Ongoing research and development
After the clinical introduction and general acceptance of LCIG therapy in advanced PD, several follow-up investigations and experience-based reports have been published, but the level of evidence is still limited, partly due to the complexity in designing double-blind studies with LCIG (54–56). Technical improvements of the infusion system have also been in focus, and a transcutaneous port has been described as an alternative to conventional PEG-J tubes (57–59).
For individualized fine-tuned dosing with levodopa/carbidopa, valid information on symptomatology is crucial. Based on positive experience of real-time capture of motor function by means of an electronic diary (60), instruments for objective symptom quantification may become part of future versions of the dose dispenser (61). The dispenser offers unlimited possibilities for data storage.

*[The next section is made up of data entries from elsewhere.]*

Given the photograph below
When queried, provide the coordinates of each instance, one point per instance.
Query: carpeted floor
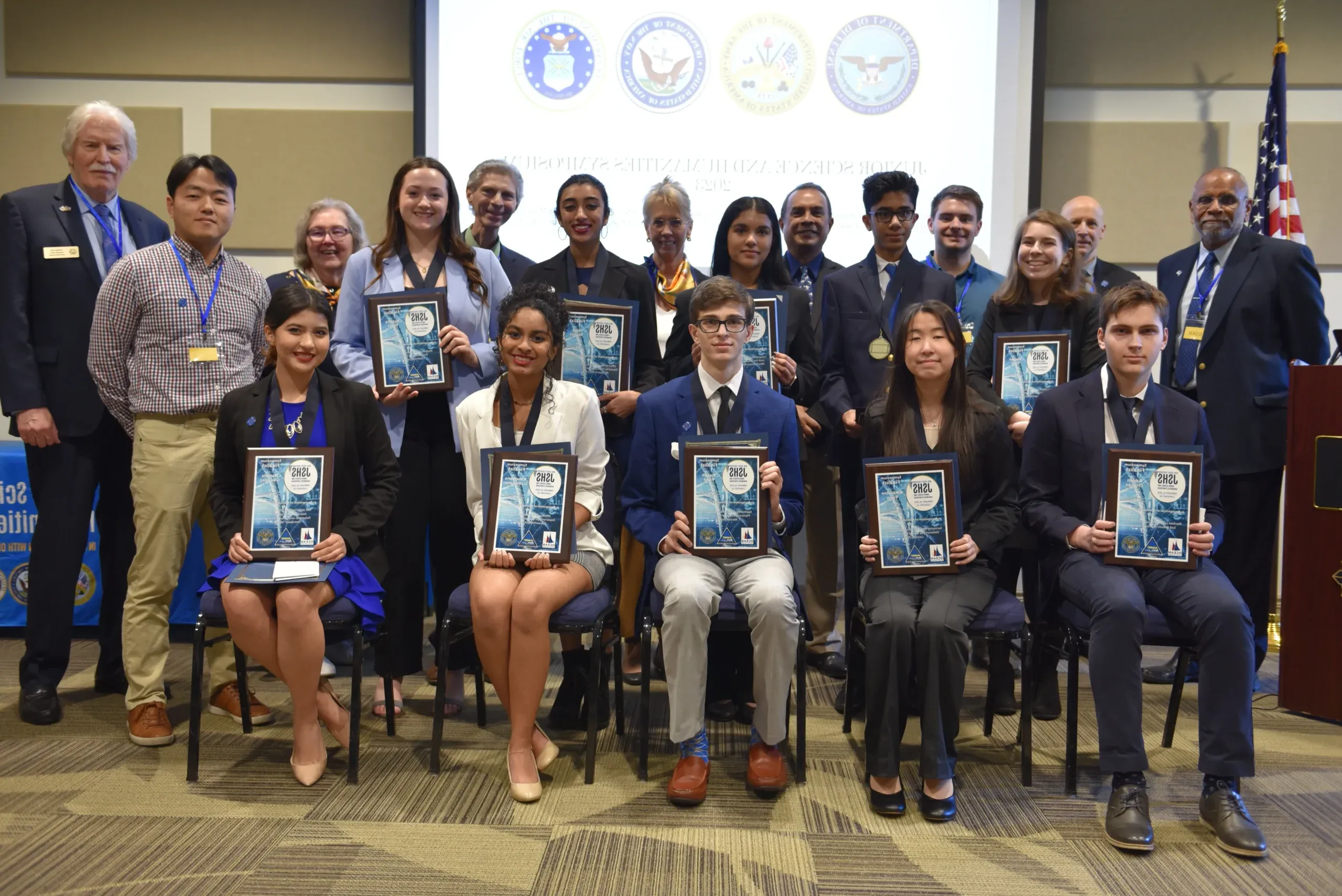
(82, 811)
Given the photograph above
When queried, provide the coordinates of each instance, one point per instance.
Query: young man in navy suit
(717, 399)
(57, 243)
(1060, 491)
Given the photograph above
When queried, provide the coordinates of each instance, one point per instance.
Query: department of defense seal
(662, 63)
(768, 63)
(873, 65)
(556, 59)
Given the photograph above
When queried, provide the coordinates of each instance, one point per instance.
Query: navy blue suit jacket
(1062, 475)
(1267, 310)
(666, 415)
(46, 305)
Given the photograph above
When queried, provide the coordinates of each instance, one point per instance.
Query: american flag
(1275, 211)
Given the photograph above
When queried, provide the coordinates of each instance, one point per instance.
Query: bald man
(1087, 218)
(1242, 308)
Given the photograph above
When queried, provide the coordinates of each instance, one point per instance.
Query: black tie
(724, 408)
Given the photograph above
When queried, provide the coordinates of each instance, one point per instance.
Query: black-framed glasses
(710, 325)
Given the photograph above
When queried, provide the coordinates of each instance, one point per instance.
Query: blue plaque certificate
(913, 512)
(722, 498)
(1153, 496)
(1027, 364)
(403, 340)
(288, 501)
(531, 508)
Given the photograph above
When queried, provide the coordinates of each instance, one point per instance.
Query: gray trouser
(693, 588)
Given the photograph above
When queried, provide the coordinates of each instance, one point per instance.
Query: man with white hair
(57, 244)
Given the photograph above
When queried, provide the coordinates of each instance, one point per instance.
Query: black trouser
(1250, 505)
(917, 633)
(1200, 601)
(431, 505)
(65, 478)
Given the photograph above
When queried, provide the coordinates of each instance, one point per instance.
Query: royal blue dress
(351, 578)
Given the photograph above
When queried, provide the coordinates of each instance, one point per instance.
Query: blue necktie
(1187, 360)
(109, 247)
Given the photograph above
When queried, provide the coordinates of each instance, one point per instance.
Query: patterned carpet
(82, 811)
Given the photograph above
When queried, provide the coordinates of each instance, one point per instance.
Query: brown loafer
(765, 770)
(689, 782)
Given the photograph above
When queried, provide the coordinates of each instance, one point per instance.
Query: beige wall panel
(288, 159)
(364, 41)
(1189, 42)
(1141, 172)
(1318, 187)
(30, 150)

The development of LCIG has served as a proof of concept that individualized, continuously administered levodopa doses are beneficial for patients with fluctuating PD symptoms. Based on this, in parallel with the microtablet concept, a number of new levodopa delivery systems are under development, for example oral sustained-release or gastro-retentive formulations, subcutaneous levodopa infusion, and intestinal levodopa/entacapone/carbidopa infusion (62,63).
Conclusions
To conclude, it is encouraging that ideas born when meeting patients in a challenging clinical situation have been developed via academic research into marketed medicinal products. Individualization of levodopa therapy is important for people with PD, and further improvement can be foreseen.
Supplementary Material
Disclosure statement
S.-M.A. was co-founder and board member of NeoPharma Production AB in the 1990s, and is co-founder and board member of Sensidose AB. D.N. has acted as a consultant to NeoPharma Production AB, Solvay, and Abbott/AbbVie until 2012, and to Sensidose AB until 2013, and has received lecture fees from AbbVie.
Notes on contributors
Sten-Magnus Aquilonius, MD, PhD, is Emeritus Professor of neurology at Uppsala University and former Consultant Neurologist at Uppsala University Hospital, Sweden.
Dag Nyholm, MD, PhD, is Associate Professor at Uppsala University and is employed as Neurologist at Uppsala University Hospital, Sweden.